Flynn Plans Defense Fund to Pay Trump Russia Probe Legal BillsBy
Costs for counsel amid probe could reach hundreds of thousands
Campaign has so far only paid Donald Trump Jr.’s legal bills
Former National Security Adviser Michael Flynn plans to set up a fund to raise money to pay his legal bills stemming from multiple investigations into possible Trump campaign ties to Russia, according to a person close to Flynn.
Flynn may become the first associate of President Donald Trump to begin raising money for legal costs associated with the Russia investigation, though others also are weighing how to finance their legal defenses. So far, Trump’s campaign organization has only footed legal bills related to the investigation for the president’s oldest son, Donald Trump Jr., according to records of expenses through the end of June.
Even if Flynn is never charged with a crime, his legal costs could reach hundreds of thousands of dollars, said William Jeffress, a lawyer with Baker Botts. The tab could easily climb to $1 million for a criminal defense, Jeffress added.
Legal preparations to establish Flynn’s defense fund are already underway, said the person close to Flynn.
Flynn, a retired U.S. Army lieutenant general who was a top adviser to Trump’s presidential campaign, was forced to resign from his position as White House national security adviser just weeks into the presidency. Administration officials said Flynn misled Vice President Mike Pence about the content of his calls with the Russian ambassador during the transition.
He has since become a focus of an investigation by special counsel Robert Mueller into whether the campaign had any links with Russian attempts to interfere with the 2016 election. Democrats have previously raised questions about Flynn’s contacts with the Russian government before the campaign.

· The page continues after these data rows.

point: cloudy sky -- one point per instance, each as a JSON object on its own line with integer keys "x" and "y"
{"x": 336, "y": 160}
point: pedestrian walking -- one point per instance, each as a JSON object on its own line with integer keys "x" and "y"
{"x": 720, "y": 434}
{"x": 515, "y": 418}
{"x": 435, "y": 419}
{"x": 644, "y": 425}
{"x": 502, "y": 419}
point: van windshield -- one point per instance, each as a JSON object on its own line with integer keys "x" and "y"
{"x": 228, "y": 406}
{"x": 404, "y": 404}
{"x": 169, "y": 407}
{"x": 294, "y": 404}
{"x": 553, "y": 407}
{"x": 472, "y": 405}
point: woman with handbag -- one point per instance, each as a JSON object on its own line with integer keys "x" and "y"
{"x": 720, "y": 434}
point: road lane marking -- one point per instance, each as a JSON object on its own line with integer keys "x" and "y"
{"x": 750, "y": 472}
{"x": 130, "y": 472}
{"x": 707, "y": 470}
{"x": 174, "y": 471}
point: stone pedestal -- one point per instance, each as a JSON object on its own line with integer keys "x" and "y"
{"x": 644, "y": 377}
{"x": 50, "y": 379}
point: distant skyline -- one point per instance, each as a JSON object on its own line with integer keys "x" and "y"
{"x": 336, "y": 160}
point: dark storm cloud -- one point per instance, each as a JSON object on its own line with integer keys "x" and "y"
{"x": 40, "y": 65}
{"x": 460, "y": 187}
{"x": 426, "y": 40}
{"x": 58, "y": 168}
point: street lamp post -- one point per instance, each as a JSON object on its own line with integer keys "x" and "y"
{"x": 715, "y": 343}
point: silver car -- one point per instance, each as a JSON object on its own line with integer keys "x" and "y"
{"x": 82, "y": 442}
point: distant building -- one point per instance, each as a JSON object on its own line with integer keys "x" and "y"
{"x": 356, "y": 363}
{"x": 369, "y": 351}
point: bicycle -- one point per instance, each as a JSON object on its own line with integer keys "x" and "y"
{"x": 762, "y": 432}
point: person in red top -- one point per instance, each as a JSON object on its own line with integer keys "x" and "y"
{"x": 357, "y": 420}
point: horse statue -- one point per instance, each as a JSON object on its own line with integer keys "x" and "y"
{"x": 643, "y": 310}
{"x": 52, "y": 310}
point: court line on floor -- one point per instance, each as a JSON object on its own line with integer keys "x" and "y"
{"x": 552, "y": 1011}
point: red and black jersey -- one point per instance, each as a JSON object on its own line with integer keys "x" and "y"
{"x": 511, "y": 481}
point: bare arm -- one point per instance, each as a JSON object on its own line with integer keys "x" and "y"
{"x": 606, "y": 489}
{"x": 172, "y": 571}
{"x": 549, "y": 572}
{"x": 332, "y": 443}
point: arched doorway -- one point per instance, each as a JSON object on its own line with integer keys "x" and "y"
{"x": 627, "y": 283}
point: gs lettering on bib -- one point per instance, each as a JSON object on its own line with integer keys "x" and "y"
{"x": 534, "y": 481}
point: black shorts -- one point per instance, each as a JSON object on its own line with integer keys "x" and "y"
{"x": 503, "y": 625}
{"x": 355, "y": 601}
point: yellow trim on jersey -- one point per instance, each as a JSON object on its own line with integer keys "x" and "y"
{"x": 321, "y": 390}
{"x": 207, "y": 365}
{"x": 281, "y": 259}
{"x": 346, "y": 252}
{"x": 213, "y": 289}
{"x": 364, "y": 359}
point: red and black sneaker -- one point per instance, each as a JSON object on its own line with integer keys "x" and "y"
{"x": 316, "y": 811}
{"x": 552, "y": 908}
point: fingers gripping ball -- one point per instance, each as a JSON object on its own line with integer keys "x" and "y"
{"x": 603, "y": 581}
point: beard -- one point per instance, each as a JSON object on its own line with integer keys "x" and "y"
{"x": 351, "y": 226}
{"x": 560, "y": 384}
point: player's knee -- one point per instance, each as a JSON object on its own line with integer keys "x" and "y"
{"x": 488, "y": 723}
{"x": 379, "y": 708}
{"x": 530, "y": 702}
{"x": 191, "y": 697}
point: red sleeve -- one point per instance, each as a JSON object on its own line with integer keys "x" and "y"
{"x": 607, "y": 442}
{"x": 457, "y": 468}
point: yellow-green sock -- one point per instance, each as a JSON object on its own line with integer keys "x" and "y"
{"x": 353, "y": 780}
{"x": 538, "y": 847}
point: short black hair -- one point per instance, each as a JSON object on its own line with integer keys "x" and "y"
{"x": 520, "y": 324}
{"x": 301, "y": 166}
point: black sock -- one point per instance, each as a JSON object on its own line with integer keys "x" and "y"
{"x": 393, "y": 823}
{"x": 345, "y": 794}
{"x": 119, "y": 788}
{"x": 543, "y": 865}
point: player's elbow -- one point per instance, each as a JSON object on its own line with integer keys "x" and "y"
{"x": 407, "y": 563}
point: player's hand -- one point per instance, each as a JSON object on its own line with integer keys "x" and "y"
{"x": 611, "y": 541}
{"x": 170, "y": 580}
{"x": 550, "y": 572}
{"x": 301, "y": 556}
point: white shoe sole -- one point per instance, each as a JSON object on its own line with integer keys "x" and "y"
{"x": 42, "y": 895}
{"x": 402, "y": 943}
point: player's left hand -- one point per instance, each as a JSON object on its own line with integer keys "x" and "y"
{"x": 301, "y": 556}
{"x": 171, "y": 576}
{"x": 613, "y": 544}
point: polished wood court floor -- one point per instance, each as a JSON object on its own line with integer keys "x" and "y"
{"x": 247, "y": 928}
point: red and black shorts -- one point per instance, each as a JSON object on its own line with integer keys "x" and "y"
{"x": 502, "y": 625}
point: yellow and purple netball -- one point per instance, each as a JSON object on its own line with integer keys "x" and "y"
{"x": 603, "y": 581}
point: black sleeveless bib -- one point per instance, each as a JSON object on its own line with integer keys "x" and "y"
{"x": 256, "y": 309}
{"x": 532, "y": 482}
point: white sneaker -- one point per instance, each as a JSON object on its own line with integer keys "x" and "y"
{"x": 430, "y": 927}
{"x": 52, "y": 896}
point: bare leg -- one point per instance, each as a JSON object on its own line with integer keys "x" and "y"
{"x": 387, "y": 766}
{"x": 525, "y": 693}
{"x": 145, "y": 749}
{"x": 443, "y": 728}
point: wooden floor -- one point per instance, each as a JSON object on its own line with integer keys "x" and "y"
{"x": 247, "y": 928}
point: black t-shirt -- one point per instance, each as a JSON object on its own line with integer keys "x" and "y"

“It is mighty expensive to get investigated these days,” said Jeffress, who represented I. Lewis “Scooter” Libby during an investigation into a leak that revealed the name of CIA agent Valerie Plame. “The problem here is you have not only the Mueller investigations, but congressional investigations, people who will have multiple subpoena and interviews on multiple subjects. That adds up to a lot of legal work.”
Flynn is among more than a dozen former Trump campaign officials and advisers who are at risk of hefty legal costs as the investigations have expanded following Mueller’s appointment in May. While the Trump campaign should be able to cover the legal fees for some former staffers or advisers, so far only Donald Trump Jr. has received financial help, in the form of a $50,000 payment to his lawyer, according to election records through the end of June.
The president hasn’t said yet whether he will use campaign funds to pay his legal expenses, and spokesman Mark Corallo declined to comment on the matter. A person close to Pence said he hasn’t yet decided how to fund his legal bills other than that the money won’t come from taxpayers or his personal political action committee. A half dozen other former campaign officials and associates contacted declined to comment or also said they haven’t yet decided on a legal defense fund.
While it may come as a surprise to people who donated to the campaign that their money would be put toward legal bills on the Russia investigations, that would likely be a valid expense if it is related to campaign activities, said Larry Noble, general counsel with the Campaign Legal Center.
The Trump campaign has spent nearly $700,000 on its own legal expenses related to the investigations in the three months ending in June. A high profile figure, like Jared Kushner, could easily have legal bills “well into the six figures” even if he is never charged with anything, said Jeffress.
The Trump campaign isn’t short on cash to cover legal costs and has been fundraising for re-election much earlier than past first-term presidents. Trump’s three fundraising committees ended June with $22.6 million cash on hand, including $11.9 million in his campaign coffers. Trump raised $13.3 million through the fundraising committees in the second quarter, up from the $12.6 million during the prior three months, according to disclosures released Saturday.